Foreign trade is nothing but trade between the different countries of the world. It is also called as International trade, External trade or Inter-Regional trade. It consists of imports, exports and entrepot. The inflow of goods in a country is called import trade whereas outflow of goods from a country is called export trade. Many times goods are imported for the purpose of re-export after some processing operations. This is called entrepot trade. Foreign trade basically takes place for mutual satisfaction of wants and utilities of resources.
Foreign Trade can be divided into following three groups:-
Import Trade: Import trade refers to purchase of goods by one country from another country or inflow of goods and services from foreign country to home country.
Export Trade: Export trade refers to the sale of goods by one country to another country or outflow of goods from home country to foreign country.
Entrepot Trade: Entrepot trade is also known as Re-export. It refers to purchase of goods from one country and then selling them to another country after some processing operations.
Foreign trade has got an important place in the economic development of a country. What is the importance of foreign trade for economic development of country is stated below:
·                     Foreign trade and economic development.
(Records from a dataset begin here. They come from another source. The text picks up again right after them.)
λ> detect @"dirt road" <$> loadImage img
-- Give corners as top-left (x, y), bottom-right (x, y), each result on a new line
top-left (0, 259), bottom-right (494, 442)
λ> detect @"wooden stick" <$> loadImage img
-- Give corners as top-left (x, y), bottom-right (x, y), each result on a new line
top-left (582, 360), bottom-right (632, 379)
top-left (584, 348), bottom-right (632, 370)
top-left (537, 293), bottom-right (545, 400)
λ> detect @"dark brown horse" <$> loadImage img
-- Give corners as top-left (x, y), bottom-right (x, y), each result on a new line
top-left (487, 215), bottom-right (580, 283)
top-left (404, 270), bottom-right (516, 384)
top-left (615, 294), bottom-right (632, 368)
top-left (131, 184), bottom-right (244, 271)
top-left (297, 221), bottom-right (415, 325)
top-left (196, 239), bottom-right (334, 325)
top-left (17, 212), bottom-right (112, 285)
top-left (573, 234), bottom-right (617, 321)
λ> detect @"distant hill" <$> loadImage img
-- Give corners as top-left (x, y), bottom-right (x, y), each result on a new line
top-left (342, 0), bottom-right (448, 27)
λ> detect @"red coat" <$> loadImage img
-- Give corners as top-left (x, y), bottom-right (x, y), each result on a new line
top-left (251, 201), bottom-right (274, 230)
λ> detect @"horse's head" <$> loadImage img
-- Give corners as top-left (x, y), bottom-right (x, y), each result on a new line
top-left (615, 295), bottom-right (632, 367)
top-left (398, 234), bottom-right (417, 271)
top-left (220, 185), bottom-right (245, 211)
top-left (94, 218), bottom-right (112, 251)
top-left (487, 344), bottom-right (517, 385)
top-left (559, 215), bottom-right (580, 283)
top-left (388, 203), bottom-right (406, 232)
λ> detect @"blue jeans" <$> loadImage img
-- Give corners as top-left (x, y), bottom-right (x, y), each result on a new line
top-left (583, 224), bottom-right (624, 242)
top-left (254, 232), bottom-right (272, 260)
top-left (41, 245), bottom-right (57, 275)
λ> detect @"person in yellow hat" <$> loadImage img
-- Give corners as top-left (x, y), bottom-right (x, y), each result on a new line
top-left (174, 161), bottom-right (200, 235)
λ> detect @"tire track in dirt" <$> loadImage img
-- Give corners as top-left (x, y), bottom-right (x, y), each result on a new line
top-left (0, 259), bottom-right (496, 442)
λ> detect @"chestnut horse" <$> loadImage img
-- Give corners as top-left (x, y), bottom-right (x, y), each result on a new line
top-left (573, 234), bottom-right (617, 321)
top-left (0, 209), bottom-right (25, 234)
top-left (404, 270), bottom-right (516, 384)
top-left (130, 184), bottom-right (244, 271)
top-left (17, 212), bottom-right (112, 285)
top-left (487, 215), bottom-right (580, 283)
Foreign trade plays very important role in the economic development of any country. Pakistan also exports a lot of agricultural product to other countries and imports the capital goods from other countries. Therefore, it is not wrong to say that economic development of a country depends of foreign trade.
·                     Foreign exchange earning
Foreign trade provides foreign exchange which can be used to remove the poverty and other productive purposes.
·                     Foreign investment
Besides the local investment, foreign trade provides incentives for the foreign investors to invest in those countries where there is a shortage of investment.
·                     Increase in national income
Foreign trade increases the scale of production and national income of the country. To meet the foreign demand we increase the production on large scale so GNP also increases.
·                     Decrease in unemployment
With the rise in the demand of goods domestic resources are fully utilized and it increases the rate of development in the country and reduces the unemployment in the world.
·                     Price stability



Foreign trade helps to bring stability in price level. All those goods which are short and prices are increasing can be imported and those goods which are surplus can be exported. There by stopping fluctuation in prices.
·                     Specialization
There is a difference in the quality and quantity of various factors of production in different countries. Each country adopts the specialization in the production of those commodities, in which it has comparative advantage. So all trading countries enjoy profit through international trade.
·                     Agricultural development
Agricultural development is the back bone in our economy. Foreign trade has played very important role for the development of our agriculture sector. Every year we export rice, cotton, fruits and vegetables to other countries. The export of goods makes our farmer more prosperous. It inspires the spirit of development in them.
·                     Import of consumer goods
India and Pakistan imports the various consumer goods from other countries, which are not produced inside the country. Today the shortage of any commodity can be removed through international trade.
·                     To improve quality of local products
Foreign trade helps to improve quality of local products and extends market through changes in demand and supply as foreign trade can create competition with the rest of the world.